If you visited Canva CEO Melanie Perkins in 2007, the road to unicorn status would have seemed rocky at best.
- She worked out of her mother’s living room in Perth, Australia — about as far from Silicon Valley as it gets
- Her product was designed specifically for high school yearbooks — about as niche as it gets
This week Canva raised $200m valuing the company at $40B, making it one of the world’s most valuable startups, per Forbes.
Perkins started with an insight
She realized the process to design and print a poster or flyer took way more tools than it should, and set out to build an all-in-one solution that anyone could use.
She tested her idea with yearbooks, and after finding product-market fit, started courting VCs…
… but was promptly shut down by 100+ investors
After finally scoring a $3m seed round (that was matched by the Australian government), Canva launched in 2013.
Three factors helped the team take off from the start:
- Timing: Businesses began using Instagram and Twitter to reach customers, and suddenly needed tools to level up their design
- Price: Canva launched with a freemium model, allowing most users to get started quickly at no cost
- Ease of use: Canva focused on building a template library (now with 800k+ templates) to make users’ lives easier
Today, Canva is being used to create 120 designs every second…
… and forcing Adobe to protect its throne.
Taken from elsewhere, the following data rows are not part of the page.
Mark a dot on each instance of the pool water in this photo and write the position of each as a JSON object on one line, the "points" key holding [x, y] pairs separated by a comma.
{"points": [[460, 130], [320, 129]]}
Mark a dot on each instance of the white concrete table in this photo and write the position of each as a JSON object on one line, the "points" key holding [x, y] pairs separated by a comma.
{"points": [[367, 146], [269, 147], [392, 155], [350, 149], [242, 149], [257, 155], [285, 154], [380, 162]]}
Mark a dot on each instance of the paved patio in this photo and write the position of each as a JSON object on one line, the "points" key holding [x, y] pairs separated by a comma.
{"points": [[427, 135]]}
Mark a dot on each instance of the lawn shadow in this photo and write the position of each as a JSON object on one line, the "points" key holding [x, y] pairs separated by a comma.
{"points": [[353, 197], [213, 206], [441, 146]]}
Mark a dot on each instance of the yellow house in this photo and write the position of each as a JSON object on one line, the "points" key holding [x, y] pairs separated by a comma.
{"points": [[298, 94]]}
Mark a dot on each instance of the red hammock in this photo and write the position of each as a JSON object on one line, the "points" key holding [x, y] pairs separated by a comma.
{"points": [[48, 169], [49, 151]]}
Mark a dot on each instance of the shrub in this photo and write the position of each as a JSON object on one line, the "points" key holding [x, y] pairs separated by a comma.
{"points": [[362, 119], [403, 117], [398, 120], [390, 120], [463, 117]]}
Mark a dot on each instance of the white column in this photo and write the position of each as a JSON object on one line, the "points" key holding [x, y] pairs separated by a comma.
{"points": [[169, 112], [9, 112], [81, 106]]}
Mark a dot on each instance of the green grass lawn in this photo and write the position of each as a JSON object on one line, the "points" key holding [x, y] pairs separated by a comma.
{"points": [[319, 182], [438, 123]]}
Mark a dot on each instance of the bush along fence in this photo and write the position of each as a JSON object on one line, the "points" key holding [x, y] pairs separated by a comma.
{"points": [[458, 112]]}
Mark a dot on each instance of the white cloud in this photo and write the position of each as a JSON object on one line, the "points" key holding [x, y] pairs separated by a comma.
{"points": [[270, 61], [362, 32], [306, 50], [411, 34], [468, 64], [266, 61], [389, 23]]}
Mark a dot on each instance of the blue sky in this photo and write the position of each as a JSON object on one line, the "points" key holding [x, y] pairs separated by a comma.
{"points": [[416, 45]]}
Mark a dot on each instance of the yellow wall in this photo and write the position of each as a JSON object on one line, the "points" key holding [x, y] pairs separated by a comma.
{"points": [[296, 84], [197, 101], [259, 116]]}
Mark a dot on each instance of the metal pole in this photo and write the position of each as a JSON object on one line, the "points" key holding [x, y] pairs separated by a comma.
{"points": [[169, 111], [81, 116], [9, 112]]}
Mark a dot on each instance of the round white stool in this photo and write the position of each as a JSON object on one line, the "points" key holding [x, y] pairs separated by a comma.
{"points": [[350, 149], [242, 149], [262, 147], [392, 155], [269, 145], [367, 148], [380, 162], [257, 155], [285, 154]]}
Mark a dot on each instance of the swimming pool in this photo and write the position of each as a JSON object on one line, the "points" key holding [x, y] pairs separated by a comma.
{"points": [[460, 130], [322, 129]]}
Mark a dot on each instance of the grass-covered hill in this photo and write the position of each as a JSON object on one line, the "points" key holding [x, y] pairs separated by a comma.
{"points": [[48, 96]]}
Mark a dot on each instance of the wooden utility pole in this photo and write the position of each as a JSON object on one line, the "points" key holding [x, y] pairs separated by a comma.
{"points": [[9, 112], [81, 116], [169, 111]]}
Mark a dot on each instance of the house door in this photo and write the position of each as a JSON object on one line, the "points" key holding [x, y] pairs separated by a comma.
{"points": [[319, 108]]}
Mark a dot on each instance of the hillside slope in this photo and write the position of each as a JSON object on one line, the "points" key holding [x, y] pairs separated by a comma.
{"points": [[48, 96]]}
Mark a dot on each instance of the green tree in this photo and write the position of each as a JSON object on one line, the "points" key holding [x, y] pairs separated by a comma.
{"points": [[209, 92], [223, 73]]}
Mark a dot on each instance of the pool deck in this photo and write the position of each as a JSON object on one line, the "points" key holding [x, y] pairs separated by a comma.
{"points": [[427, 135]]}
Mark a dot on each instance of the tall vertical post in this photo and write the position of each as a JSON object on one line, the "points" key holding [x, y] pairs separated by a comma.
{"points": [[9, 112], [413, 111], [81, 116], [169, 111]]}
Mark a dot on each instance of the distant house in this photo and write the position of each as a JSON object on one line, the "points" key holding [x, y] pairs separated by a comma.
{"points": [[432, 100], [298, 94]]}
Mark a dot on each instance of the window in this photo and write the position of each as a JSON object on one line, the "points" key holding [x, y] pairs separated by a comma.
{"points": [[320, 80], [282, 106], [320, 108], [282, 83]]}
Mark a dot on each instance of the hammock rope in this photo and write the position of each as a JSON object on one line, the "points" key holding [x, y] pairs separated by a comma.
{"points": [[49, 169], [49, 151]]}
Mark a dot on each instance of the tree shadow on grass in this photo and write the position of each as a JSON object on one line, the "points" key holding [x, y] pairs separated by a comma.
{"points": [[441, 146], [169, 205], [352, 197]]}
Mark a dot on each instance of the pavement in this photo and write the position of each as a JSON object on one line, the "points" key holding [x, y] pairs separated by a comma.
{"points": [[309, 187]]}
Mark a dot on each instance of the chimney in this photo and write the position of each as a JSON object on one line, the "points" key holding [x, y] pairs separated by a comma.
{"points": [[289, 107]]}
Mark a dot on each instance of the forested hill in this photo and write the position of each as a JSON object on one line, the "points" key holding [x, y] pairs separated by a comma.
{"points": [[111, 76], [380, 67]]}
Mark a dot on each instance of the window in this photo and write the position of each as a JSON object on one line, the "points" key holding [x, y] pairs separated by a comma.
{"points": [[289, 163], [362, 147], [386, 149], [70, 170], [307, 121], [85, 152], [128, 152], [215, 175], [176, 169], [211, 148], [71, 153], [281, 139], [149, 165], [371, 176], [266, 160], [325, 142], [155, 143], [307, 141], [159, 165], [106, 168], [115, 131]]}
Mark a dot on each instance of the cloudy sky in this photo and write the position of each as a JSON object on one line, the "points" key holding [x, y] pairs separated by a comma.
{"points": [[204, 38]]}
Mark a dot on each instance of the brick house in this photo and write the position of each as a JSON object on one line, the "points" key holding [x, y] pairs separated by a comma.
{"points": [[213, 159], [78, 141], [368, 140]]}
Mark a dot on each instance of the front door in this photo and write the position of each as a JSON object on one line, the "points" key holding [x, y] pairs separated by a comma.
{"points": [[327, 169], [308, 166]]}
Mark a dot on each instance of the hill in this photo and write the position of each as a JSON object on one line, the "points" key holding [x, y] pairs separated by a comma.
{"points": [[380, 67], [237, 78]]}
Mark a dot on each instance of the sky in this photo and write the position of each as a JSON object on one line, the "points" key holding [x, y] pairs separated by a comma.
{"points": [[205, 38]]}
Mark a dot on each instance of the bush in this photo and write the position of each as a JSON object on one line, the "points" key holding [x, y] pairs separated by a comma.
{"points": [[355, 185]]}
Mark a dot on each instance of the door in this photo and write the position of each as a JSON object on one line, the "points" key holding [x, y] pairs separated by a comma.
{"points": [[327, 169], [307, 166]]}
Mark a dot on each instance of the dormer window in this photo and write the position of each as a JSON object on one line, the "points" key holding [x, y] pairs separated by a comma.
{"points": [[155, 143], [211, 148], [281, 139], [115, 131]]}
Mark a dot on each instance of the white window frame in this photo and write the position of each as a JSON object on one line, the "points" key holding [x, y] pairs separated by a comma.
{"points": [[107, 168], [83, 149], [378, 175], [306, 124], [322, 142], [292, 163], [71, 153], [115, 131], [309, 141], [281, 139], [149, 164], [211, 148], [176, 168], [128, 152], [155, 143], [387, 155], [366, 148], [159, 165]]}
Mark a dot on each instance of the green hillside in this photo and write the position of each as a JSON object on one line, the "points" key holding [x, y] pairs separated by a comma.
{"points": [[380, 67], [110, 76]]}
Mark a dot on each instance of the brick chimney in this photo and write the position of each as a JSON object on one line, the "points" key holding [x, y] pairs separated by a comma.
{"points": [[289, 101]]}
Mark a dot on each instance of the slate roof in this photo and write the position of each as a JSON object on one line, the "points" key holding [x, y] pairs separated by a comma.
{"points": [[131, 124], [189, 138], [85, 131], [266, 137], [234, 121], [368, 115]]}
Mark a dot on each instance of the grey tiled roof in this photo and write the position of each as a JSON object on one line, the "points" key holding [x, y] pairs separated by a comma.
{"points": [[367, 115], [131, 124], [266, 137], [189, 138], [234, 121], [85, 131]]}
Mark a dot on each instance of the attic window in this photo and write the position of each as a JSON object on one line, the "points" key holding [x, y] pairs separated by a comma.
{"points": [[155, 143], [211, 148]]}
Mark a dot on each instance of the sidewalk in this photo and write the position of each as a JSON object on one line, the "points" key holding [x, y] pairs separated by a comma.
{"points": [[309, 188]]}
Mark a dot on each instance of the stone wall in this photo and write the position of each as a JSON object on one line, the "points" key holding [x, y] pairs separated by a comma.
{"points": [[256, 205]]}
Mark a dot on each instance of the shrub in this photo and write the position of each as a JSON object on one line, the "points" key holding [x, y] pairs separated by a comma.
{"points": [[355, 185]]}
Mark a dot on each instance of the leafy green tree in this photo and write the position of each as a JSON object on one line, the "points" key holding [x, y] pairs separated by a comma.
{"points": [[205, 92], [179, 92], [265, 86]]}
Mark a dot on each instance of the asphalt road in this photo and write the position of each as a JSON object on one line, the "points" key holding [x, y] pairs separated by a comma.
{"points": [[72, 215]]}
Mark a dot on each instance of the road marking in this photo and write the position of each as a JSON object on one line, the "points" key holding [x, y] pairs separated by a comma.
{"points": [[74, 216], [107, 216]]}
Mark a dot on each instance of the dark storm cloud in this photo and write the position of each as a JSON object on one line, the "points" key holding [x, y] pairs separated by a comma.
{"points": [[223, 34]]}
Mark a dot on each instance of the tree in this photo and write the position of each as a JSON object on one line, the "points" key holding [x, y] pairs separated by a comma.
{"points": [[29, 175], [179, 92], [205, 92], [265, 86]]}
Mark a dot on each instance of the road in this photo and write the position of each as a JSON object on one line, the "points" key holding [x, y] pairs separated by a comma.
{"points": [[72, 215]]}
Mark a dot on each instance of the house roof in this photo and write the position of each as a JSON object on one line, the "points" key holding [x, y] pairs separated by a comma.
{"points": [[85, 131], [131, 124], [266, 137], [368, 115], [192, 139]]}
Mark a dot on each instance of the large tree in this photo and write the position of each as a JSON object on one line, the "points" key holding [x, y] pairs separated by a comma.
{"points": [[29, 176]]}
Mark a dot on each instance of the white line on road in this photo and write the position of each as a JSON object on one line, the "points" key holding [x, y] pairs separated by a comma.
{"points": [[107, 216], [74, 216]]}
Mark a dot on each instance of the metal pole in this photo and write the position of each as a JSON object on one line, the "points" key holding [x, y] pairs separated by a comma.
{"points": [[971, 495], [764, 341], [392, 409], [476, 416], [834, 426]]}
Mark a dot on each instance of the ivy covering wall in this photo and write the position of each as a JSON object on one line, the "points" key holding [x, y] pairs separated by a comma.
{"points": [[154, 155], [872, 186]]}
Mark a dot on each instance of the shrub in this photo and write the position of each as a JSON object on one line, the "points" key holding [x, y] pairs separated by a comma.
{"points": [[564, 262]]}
The design powerhouse launched Adobe Spark in 2016, which offers a similar template-driven approach with a freemium model.
Canva expects to use the new round to double headcount and possibly fuel acquisitions. The company is already profitable and has no plans to IPO.
Perkins also plans to give away most of her shares to charity because, in her words: “If the whole thing was about building wealth, that would be the most uninspiring thing I could possibly imagine.”
Now that’s one heck of a yearbook quote.